Noise Pollution: A Ubiquitous Unrecognized Disruptor of Sleep?
In addition, the team says the findings are consistent with a large number of previous studies linking road traffic noise and high blood pressure, a leading cause of stroke. The doef doef doef you get from these boom boxes on wheels. Unwanted and uncontrolled sound is not only counterproductive, but can get in the way of a room’s intended purpose. I don’t know why, but this noise causes some kind of anxiety and tension. There can be dilemmas on how to treat field data, for example with the effects of aircraft noise on the sleep of local residents where noise from a passing aircraft could wake a child or the family dog, who then wakes the entire household. There are no easy answers to these issues other than to conduct both laboratory and field studies in the best possible scientific manner and develop a composite picture that best fits the laboratory and field data.
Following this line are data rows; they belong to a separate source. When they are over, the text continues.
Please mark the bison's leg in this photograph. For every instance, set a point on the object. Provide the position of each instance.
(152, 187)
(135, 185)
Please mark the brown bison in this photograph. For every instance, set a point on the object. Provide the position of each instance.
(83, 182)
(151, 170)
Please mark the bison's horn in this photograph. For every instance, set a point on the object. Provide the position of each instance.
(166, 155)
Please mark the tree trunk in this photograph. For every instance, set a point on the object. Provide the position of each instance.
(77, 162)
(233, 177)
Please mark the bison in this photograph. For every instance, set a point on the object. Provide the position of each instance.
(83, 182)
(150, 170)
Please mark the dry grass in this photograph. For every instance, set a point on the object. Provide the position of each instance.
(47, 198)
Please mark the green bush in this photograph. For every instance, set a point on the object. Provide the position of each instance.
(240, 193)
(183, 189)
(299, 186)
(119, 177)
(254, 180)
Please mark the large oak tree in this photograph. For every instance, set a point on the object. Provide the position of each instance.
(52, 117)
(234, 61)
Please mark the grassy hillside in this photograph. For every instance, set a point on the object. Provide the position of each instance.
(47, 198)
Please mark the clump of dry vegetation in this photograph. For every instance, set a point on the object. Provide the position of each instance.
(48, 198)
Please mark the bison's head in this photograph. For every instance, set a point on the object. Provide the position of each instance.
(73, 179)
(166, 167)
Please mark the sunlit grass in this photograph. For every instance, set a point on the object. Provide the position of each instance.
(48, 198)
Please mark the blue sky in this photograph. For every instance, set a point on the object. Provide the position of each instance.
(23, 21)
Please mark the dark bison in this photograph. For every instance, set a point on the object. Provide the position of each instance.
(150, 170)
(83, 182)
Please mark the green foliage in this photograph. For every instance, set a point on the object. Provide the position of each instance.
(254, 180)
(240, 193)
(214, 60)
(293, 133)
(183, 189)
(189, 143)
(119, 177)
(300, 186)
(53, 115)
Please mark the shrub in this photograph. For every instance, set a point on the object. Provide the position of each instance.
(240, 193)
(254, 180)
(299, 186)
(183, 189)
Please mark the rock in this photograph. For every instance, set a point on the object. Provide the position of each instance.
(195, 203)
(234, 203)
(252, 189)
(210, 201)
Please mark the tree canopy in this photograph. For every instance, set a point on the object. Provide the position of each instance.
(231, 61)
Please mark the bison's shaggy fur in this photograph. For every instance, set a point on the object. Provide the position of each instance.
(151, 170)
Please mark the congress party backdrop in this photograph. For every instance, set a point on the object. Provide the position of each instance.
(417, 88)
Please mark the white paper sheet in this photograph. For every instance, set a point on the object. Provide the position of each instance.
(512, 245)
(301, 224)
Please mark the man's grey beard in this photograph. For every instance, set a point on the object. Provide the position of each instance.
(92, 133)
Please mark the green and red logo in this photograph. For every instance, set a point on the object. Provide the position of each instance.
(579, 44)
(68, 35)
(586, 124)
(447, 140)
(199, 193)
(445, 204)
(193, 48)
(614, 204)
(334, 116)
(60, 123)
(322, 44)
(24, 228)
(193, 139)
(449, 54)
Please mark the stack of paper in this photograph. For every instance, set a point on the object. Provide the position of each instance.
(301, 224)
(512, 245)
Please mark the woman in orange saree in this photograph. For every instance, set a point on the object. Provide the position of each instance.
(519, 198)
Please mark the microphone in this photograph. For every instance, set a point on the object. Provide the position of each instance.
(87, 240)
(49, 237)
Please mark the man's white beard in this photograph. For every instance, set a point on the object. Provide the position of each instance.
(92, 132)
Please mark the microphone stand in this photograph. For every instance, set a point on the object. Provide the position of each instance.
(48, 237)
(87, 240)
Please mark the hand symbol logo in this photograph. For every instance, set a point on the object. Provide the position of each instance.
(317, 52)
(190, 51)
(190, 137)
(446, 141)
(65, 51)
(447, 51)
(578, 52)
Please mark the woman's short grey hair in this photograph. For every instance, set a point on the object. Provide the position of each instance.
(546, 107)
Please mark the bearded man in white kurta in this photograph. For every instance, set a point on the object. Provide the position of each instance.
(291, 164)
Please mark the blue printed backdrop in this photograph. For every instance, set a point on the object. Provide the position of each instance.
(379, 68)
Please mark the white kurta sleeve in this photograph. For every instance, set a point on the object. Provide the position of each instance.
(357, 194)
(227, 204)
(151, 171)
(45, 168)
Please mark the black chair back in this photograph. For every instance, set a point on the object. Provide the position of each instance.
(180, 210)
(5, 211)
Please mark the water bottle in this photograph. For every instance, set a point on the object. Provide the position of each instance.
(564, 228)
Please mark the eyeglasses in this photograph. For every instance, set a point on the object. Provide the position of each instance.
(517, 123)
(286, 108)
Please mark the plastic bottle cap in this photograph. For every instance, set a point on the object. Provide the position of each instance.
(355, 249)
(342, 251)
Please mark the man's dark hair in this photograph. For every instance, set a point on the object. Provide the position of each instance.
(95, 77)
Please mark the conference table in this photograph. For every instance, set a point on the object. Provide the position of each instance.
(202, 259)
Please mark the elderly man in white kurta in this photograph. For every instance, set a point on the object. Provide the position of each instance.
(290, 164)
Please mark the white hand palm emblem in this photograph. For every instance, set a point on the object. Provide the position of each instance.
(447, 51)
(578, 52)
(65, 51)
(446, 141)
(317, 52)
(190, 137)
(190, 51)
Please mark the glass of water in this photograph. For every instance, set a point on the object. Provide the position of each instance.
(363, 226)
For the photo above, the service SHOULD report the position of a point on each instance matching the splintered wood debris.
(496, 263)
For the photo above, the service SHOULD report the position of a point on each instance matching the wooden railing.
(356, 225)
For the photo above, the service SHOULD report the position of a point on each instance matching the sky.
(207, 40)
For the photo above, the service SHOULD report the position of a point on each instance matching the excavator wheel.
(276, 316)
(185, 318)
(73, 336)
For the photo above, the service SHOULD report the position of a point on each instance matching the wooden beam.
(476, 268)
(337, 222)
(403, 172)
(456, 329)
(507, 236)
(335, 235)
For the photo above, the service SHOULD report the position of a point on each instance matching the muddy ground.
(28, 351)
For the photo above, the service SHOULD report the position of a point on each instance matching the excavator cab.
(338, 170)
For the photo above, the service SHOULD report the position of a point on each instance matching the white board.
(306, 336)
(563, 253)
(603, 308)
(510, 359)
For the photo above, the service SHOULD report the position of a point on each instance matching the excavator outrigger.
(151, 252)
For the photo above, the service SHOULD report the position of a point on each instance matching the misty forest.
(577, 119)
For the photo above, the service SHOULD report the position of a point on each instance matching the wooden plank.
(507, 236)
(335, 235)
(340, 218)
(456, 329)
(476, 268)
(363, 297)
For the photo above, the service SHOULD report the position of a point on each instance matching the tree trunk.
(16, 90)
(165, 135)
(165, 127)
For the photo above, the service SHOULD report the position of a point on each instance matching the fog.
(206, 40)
There is a recent controversy whether physiological responses to noise during sleep have meaningful health consequences that are amenable and valid for the construction of dose-response (noise level-physiological) curves.7–9 However, it has been established that long-term traffic exposure, especially at night, increases the risk of cardiovascular disease.10 It has also been demonstrated that noise-induced cardiac arousals do not habituate across nights of study,5,11 which underlines their potential relevance in the long-term cardiovascular consequences of noise-induced sleep disturbance.

The crux of the issue that is yet to be resolved is this—what is the mechanism by which noise-disturbed sleep could lead to significant reduction in health? My heart was pounding. The light does hit it, but just so widely spread it’s hardly detectable. Recurrent or permanent tinnitus can be a symptom of hearing loss and damage. Michael Hogan and Gary L. The Base Syndrome. Test et al.
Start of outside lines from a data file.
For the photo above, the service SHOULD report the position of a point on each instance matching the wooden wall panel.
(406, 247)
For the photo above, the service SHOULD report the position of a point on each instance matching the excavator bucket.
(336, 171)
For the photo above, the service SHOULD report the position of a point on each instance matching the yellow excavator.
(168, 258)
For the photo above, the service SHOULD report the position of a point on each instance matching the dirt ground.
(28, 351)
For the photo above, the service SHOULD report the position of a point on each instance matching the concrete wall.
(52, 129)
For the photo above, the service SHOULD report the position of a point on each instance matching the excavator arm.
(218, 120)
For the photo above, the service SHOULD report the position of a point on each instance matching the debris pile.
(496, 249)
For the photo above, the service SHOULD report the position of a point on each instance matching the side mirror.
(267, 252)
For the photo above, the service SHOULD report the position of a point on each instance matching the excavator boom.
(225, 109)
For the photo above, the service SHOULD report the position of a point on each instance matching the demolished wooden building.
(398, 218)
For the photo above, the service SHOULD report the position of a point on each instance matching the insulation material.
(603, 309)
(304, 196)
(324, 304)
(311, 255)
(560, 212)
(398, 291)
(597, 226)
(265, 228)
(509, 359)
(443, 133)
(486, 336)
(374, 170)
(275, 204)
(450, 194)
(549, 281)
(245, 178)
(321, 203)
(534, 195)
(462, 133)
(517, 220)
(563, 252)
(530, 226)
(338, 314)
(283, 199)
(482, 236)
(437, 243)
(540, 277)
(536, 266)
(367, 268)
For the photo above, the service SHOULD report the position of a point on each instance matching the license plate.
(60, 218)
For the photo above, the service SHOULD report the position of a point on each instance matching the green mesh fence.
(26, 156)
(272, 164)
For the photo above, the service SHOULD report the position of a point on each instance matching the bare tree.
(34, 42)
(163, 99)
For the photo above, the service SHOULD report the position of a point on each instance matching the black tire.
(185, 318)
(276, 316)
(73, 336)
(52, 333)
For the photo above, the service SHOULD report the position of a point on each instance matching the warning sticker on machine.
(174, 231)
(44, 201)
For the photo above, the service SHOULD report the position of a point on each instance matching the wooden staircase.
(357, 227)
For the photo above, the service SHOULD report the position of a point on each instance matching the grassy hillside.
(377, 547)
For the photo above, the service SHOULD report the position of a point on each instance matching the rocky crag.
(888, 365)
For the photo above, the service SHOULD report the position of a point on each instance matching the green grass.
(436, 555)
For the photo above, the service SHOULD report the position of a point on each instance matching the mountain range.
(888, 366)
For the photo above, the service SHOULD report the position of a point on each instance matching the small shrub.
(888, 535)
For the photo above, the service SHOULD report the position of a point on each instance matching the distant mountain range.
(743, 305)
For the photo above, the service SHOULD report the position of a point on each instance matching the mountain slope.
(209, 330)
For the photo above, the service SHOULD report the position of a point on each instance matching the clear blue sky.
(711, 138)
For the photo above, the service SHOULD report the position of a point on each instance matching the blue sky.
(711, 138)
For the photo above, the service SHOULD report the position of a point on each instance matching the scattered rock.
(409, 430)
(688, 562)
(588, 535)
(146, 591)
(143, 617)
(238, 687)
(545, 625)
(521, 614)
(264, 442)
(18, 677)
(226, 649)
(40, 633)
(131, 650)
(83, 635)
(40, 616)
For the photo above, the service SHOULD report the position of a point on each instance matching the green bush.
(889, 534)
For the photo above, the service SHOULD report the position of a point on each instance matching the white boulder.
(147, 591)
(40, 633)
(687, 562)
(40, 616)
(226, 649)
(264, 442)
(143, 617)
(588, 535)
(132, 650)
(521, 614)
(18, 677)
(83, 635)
compared 99 hearing impaired (25dBA down in the 1 kHz-4 kHz range) workers with 199 with no hearing impairment and found tinnitus was the most prevalent sleep disturbing factor, with 75% higher score among those affected (P = 0.001). First, the effect is very small, but is growing at a much faster pace we grow older. Double hearing protection means wearing both ear muffs and ear plugs at the same time. This may happen so gradually and painlessly that you may not notice the minor deterioration from one day to the next. In addition, they had relatively large sample sizes, all attended the same Occupational Clinic, were tested by the same method and the hearing was assessed by the same audiometric equipment.2 They also indicated some weaknesses: the reliance on self reported sleep quality despite using a validated tool (Mini Sleep Questionnaire), and hearing assessment was restricted to one test that required the cooperation of the subject and the timing varied across the work shift. Most of these shortcomings could be relatively easily rectified in future work. There is a very large grey area about what amount of noise is acceptable or not, it is mainly due to this that many problems occur.
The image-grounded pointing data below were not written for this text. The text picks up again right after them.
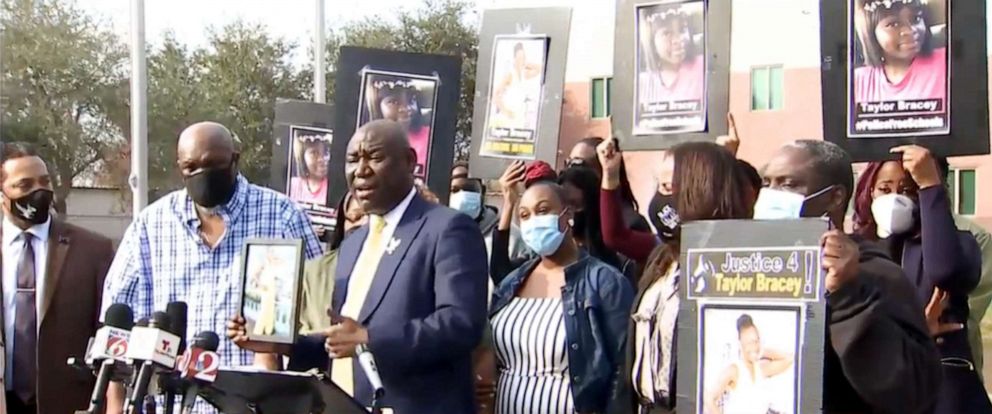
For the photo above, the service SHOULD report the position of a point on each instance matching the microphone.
(367, 361)
(152, 348)
(108, 347)
(198, 365)
(177, 314)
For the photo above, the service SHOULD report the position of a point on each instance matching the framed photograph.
(898, 68)
(900, 72)
(515, 96)
(419, 91)
(308, 164)
(519, 87)
(303, 134)
(749, 359)
(752, 317)
(670, 79)
(674, 56)
(405, 98)
(271, 272)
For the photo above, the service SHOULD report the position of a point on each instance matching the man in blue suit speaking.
(411, 286)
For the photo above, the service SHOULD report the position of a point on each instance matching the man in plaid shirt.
(186, 246)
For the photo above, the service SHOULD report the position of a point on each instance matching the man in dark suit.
(52, 282)
(411, 285)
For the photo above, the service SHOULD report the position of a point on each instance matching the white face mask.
(894, 214)
(775, 204)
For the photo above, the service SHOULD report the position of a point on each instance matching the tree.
(244, 71)
(437, 27)
(234, 80)
(61, 73)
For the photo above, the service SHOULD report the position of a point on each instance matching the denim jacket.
(596, 300)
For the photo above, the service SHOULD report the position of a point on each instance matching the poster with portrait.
(405, 98)
(899, 72)
(752, 317)
(271, 274)
(670, 78)
(898, 76)
(307, 173)
(737, 341)
(675, 58)
(303, 135)
(515, 96)
(519, 87)
(418, 91)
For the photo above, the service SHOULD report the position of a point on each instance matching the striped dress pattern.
(529, 335)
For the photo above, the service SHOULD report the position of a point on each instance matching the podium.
(267, 392)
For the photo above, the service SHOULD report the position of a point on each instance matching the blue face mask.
(541, 234)
(467, 202)
(775, 204)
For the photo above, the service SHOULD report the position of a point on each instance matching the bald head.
(389, 133)
(206, 149)
(380, 165)
(206, 136)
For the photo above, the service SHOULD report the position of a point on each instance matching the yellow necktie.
(358, 288)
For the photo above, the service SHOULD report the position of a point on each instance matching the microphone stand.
(377, 401)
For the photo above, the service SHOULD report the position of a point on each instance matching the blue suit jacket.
(425, 312)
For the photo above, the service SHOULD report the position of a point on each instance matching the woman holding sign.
(904, 204)
(698, 169)
(744, 382)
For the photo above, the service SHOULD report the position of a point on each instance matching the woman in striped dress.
(558, 321)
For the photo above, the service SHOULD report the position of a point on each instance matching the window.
(961, 186)
(766, 88)
(599, 98)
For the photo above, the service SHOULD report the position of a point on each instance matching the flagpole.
(139, 110)
(319, 78)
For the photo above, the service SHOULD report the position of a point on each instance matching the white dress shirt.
(13, 248)
(392, 219)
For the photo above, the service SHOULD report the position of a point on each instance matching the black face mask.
(210, 188)
(34, 207)
(661, 213)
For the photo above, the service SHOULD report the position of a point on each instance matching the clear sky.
(290, 19)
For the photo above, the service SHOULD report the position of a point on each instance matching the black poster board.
(518, 107)
(303, 133)
(751, 291)
(942, 101)
(653, 106)
(429, 87)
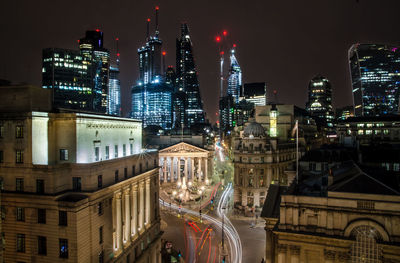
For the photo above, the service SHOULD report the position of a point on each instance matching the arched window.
(365, 248)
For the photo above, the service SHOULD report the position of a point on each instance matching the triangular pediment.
(183, 147)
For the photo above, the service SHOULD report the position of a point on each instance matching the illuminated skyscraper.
(152, 96)
(187, 77)
(319, 104)
(91, 47)
(375, 79)
(255, 92)
(67, 73)
(114, 107)
(235, 77)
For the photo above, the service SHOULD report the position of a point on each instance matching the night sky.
(284, 43)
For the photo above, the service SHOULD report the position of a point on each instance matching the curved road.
(235, 245)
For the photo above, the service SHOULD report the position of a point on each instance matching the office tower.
(255, 92)
(79, 187)
(375, 77)
(91, 47)
(67, 74)
(235, 77)
(319, 104)
(114, 87)
(186, 74)
(226, 113)
(152, 96)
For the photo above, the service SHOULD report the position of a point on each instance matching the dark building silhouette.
(375, 77)
(187, 81)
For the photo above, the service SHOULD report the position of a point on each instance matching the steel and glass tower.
(152, 96)
(375, 76)
(319, 104)
(91, 47)
(235, 77)
(187, 78)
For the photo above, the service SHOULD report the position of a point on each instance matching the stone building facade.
(259, 161)
(356, 220)
(77, 188)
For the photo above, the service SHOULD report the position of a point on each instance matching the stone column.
(329, 256)
(118, 227)
(165, 167)
(269, 246)
(178, 170)
(141, 206)
(282, 248)
(192, 168)
(171, 169)
(206, 169)
(199, 169)
(127, 227)
(185, 171)
(148, 208)
(294, 254)
(134, 210)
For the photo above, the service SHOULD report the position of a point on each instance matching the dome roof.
(255, 129)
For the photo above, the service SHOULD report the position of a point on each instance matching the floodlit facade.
(114, 89)
(319, 103)
(375, 78)
(68, 74)
(77, 188)
(152, 96)
(255, 93)
(235, 77)
(187, 80)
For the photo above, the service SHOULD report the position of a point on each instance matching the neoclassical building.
(77, 188)
(259, 160)
(346, 216)
(183, 163)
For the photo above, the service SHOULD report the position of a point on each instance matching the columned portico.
(184, 155)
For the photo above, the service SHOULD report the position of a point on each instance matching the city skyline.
(293, 42)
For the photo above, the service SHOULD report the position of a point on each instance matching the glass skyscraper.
(375, 79)
(187, 81)
(235, 77)
(152, 96)
(91, 47)
(68, 74)
(114, 92)
(319, 104)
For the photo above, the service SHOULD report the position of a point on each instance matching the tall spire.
(148, 29)
(157, 32)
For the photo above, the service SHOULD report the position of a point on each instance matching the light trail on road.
(235, 245)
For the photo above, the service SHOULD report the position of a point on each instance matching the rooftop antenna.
(157, 21)
(148, 29)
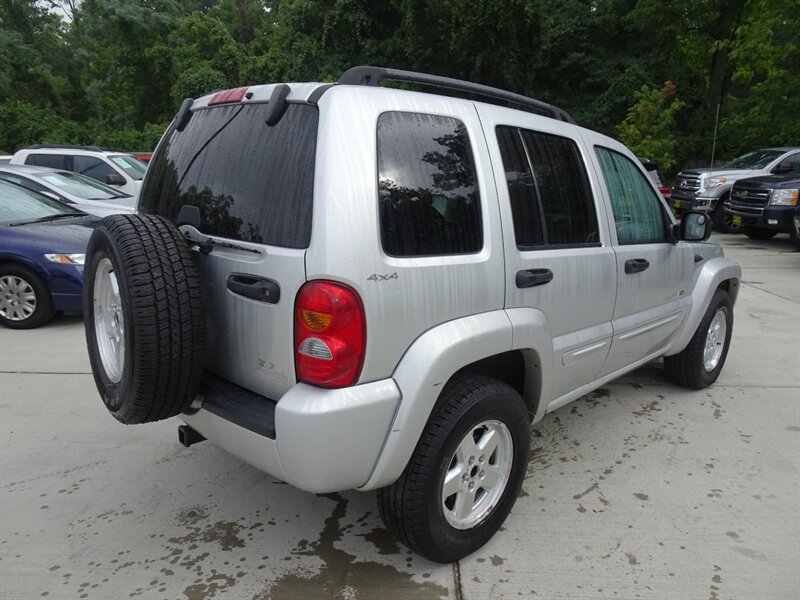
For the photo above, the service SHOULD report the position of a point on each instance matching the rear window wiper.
(44, 219)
However, this was a well-designed study with clear results that need to be replicated in other noisy working environments to fully gauge the general applicability of its findings. These two studies clearly highlight that need for sleep research to focus on the role of environmental variables—especially noise—on sleep health in a world in which noise from many sources is a 24-hour phenomenon of increasing public health concern.